Government gross debt as a % of GDP

The average government debt of sub-Saharan countries rose from 39.5% of their GDP in 2012 to 45.5% in 2015. The IMF suggests that sovereign debts above 40% of the country’s GDP in developing countries may increase chances against sustainable development.

In addition to that, the upward trend on government debt as a percentage of GDP, observed after 2011, may reflect declining GDP growth or increasing borrowings. The below graph shows that, after years of strong growth, the sub-Saharan countries’ GDP growth sharply declined from 5.7% in 2012 to only 2.8% in 2015.


GDP growth

The current high levels of government debt; the fact that most of the countries keep borrowing in the international markets; and the sudden loss of steam in the growth of most of sub-Saharan African economies, are recipe for a possible economic crisis, in the not too-distant future. A continuously rising debt ratio is one of the first symptoms of unsustainable developments.

A full cycle

Improving social-economic indicators and investing in infrastructure have to centre on policies that can avoid the issuance of new external debt. However, borrowing from domestic markets is still limited. The domestic market for bonds is small and illiquid in most countries. South Africa is the only real exception in this case.

If the current strategies are not revised – new measures could include to increasing fiscal cuts and decreasing imports – the continued issuing of Eurobonds appears to be the only way to cope with lower revenues and maintain economic growth.

The main longer term risk for sub-Saharan Eurobond issuers stems from the depreciation of their exchange rates against the dollar. As all outstanding sovereign Eurobonds in the region are denominated in dollars, the depreciation of the local currency results in more money needed to pay for the debt.
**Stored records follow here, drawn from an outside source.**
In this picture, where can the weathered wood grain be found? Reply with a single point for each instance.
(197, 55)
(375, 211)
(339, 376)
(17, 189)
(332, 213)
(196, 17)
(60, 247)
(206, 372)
Future indicators don’t reveal any easy escape routes. The slowdown of the economy of China, the main importer of African commodities; a possible increase in bond yield rates by the US, which would make developing markets less attractive; the global oversupply of oil, which stops its price rising; and the downgrading of global growth indicators, are all factors that put pressure on countries that have issued sovereign bonds.

Another risk lies in debt sustainability. For countries to be able to pay back their Eurobonds, they need to use their proceeds in high-return investments. Directing these funds to projects that do not generate revenue will only result in additional pressure when repaying the bonds.

The increased economic problems of many sub-Saharan countries are also evident in recent ratings downgrades. In November 2015, 7 out of 23 rated sovereigns in the region had been downgraded.

This is not the first time Africa faces a debt crisis. From 1982 to 1990, African indebtedness rose from $140bn to over $270bn. All the causes of that crisis from 30 years ago can find a parallel in current times. These causes included, according to the Hague’s Forum on Debt and Development, poor governance; rapacious and corrupt leadership; civil wars; no democratic checks and balances on government borrowing and spending; excessive population growth; the stubborn pursuit of economic policies that contribute to the impoverishment of the population of a rich continent; thoughtless and irresponsible over-lending by private and official creditors; and the end of a commodity super cycle.

We are back to similar times. However, with the experience from the past, will the Africa of today be able to manage its finances and avoid a spiralling crisis? Or are we going to see a repeat of the past?

Otavio Veras is a Research Associate of the NTU-SBF Centre for African Studies, a trilateral platform for government, business and academia to promote knowledge and expertise on Africa, established by Nanyang Technological University and the Singapore Business Federation.